Um Pionier zu werden, muss man mindestens 22 Tage alt sein. Nicht alle umher schwirrenden “Außendienstlerinnen“ sind Pioniere, die meisten sind “Sammlerinnen“ und gerade auf einer der täglich 300 Blumenbesuche. Den Sammlerinnen wird sie später berichten, ob sich ein Besuch im Danai auch lohnt. Im Dienste der Krone hat man einige Beförderungen hinter sich, aber jede Tätigkeit dient heroisch dem Wohle des Volkes. Vor einigen Tagen, als sie noch ein junger Hüpfer war, begann ihre Karriere im “Innendienst“. Hier gehörte sie mal zur Garde, die den Eingang patrouilliert und mal zur Futterverwaltungsbehörde. Die Bewährungsprobe ist das Brutnest im Inneren des Bienenstocks, das einem Schiffsrumpf ähnelt. Zahllose “Heizerinnen“ fungieren als lebende Dampfkessel: durch das Schlagen ihrer Flügelchen produzieren sie eine konstante Temperatur. 35 Grad Celsius zeigt die Nadel. Nach kaum 30 Minuten sind die Heizerinnen am Ende ihrer Kräfte. Ein Trupp “Sanitäterbienen“ eilt zur Hilfe: dank Mund- zu-Mund Honig-Verkostung kehren die Lebensgeister der Erschöpften zurück.

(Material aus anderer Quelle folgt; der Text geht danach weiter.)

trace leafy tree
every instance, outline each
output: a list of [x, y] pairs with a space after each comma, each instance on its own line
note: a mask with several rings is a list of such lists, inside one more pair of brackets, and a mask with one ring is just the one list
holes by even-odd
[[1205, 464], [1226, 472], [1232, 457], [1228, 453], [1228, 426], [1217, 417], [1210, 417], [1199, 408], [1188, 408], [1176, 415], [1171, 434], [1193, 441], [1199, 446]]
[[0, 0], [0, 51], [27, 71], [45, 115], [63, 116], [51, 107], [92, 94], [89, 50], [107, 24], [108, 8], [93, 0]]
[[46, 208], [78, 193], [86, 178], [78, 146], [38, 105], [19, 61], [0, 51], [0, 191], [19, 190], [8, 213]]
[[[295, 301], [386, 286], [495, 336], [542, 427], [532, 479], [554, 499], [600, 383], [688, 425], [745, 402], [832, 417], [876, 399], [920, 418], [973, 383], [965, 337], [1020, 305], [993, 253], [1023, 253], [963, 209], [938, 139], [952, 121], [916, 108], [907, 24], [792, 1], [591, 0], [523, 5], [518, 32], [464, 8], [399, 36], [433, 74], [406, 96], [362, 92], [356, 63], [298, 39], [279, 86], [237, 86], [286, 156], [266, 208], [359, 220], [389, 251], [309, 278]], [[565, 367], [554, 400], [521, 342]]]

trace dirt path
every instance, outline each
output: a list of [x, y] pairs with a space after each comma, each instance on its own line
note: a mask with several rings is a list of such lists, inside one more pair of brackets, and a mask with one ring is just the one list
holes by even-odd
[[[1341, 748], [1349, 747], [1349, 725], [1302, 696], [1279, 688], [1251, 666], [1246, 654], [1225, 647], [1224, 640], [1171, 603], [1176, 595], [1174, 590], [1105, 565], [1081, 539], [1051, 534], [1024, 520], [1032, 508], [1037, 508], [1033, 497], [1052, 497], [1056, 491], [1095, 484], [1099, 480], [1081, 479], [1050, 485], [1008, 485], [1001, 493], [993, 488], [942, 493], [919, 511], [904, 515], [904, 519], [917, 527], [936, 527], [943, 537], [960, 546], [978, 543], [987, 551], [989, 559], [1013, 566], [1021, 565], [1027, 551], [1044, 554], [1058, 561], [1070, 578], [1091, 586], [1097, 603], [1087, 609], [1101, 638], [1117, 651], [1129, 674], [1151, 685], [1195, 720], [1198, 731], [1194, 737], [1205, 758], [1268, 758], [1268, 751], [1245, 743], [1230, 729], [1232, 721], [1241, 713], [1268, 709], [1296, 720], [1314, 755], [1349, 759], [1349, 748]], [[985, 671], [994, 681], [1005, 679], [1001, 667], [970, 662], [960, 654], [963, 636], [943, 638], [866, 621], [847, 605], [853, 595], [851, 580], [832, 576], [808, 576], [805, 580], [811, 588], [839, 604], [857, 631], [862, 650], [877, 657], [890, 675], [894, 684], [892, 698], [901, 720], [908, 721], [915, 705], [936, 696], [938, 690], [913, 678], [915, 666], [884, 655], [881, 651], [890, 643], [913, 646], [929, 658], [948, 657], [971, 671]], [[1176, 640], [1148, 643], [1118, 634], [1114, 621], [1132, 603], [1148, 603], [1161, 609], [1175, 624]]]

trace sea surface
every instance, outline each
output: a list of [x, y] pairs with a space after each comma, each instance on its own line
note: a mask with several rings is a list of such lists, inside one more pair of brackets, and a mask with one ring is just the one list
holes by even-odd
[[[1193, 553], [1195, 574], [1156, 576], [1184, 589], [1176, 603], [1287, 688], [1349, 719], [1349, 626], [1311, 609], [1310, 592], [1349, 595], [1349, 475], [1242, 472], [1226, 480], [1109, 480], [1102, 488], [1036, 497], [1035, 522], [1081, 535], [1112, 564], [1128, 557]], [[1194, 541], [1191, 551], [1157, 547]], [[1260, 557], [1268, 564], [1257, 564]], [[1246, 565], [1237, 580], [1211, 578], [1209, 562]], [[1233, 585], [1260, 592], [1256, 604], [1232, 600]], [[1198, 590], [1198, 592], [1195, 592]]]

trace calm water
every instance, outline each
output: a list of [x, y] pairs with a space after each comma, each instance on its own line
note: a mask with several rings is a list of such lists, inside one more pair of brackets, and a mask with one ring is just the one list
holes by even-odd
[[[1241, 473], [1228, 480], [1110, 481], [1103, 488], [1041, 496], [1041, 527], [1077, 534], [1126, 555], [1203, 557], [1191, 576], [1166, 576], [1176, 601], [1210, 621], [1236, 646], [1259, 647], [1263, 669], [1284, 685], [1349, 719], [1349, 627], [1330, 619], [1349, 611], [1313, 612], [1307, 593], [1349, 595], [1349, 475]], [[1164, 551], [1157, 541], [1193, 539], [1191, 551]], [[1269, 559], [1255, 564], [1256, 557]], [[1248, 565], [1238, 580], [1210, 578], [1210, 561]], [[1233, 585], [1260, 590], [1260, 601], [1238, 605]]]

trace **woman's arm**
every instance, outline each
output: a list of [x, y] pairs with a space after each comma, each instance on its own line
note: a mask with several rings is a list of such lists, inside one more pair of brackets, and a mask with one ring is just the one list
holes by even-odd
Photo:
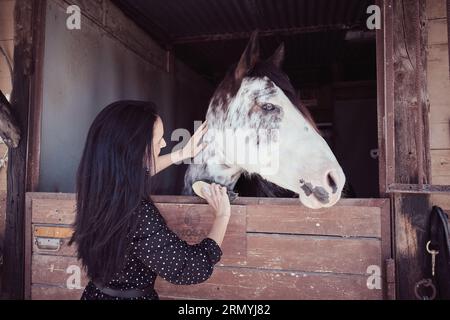
[[205, 133], [208, 131], [207, 122], [205, 121], [194, 133], [192, 138], [189, 140], [183, 149], [166, 154], [164, 156], [159, 156], [155, 163], [155, 174], [167, 169], [174, 163], [182, 162], [186, 159], [194, 158], [197, 156], [205, 147], [206, 144], [199, 144], [200, 140], [203, 138]]

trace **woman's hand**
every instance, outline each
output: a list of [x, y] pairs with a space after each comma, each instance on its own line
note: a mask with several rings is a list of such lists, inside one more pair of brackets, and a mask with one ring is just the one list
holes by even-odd
[[231, 207], [227, 188], [213, 183], [209, 188], [204, 187], [202, 192], [208, 204], [214, 208], [216, 218], [230, 217]]
[[191, 139], [189, 139], [187, 145], [185, 145], [184, 148], [182, 149], [181, 154], [183, 160], [195, 158], [206, 147], [205, 143], [199, 145], [199, 142], [207, 131], [208, 131], [208, 123], [207, 121], [205, 121], [197, 129], [197, 131], [195, 131], [194, 135], [191, 137]]

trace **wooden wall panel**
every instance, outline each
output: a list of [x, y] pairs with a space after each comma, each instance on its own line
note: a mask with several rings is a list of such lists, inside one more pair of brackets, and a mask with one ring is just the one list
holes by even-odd
[[[73, 195], [27, 197], [30, 232], [65, 237], [58, 251], [39, 249], [36, 237], [29, 237], [29, 297], [79, 299], [88, 280], [75, 248], [67, 247]], [[189, 243], [200, 241], [209, 230], [213, 213], [197, 198], [163, 196], [155, 201], [169, 227]], [[232, 206], [224, 256], [213, 276], [194, 286], [158, 279], [157, 292], [161, 299], [382, 299], [385, 290], [371, 290], [367, 282], [369, 266], [384, 266], [380, 208], [385, 205], [349, 199], [312, 211], [298, 200], [241, 198]], [[74, 282], [77, 272], [79, 283]]]

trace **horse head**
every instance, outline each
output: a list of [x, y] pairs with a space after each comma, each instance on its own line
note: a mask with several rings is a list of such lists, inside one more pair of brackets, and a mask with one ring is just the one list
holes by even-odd
[[282, 44], [269, 59], [260, 59], [252, 34], [210, 101], [208, 146], [186, 172], [185, 193], [192, 193], [197, 180], [231, 190], [242, 174], [256, 174], [299, 194], [309, 208], [339, 201], [344, 172], [281, 70], [284, 55]]

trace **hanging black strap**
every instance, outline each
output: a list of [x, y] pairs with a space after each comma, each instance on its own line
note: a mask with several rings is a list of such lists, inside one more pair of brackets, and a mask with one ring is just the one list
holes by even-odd
[[450, 299], [450, 226], [448, 215], [434, 206], [430, 216], [431, 250], [438, 251], [435, 260], [435, 274], [432, 277], [438, 299]]

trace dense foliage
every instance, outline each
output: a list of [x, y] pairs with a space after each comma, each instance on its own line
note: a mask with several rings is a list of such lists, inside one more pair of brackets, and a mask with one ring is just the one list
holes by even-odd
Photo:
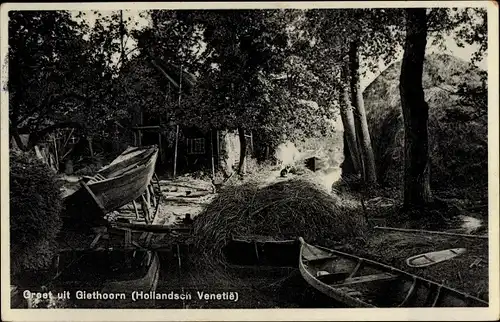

Es gibt keine Zeit zu verlieren, der Betrieb muss rund um die Uhr laufen, 40.000 Untertanen Tag und Nacht funktionieren, keiner darf aus der Reihe tanzen…
Eine einzelne Biene müsste für ein Glas Honig knapp 3 Mal um die Erde fliegen
Am Frühstückstisch stört sich der Zeitungsleser nicht an der Biene. Den Sammlerinnen wird sie später erzählen, dass sich ein Besuch im Danai durchaus lohnt: Geschmacklich sehr zu empfehlen. Aber besonders die Gesellschaft hatte es ihr angetan – es geht eben nichts über ein Frühstück zu zweit mit Jemandem, der gerne teilt. Wie sie selbst eben auch.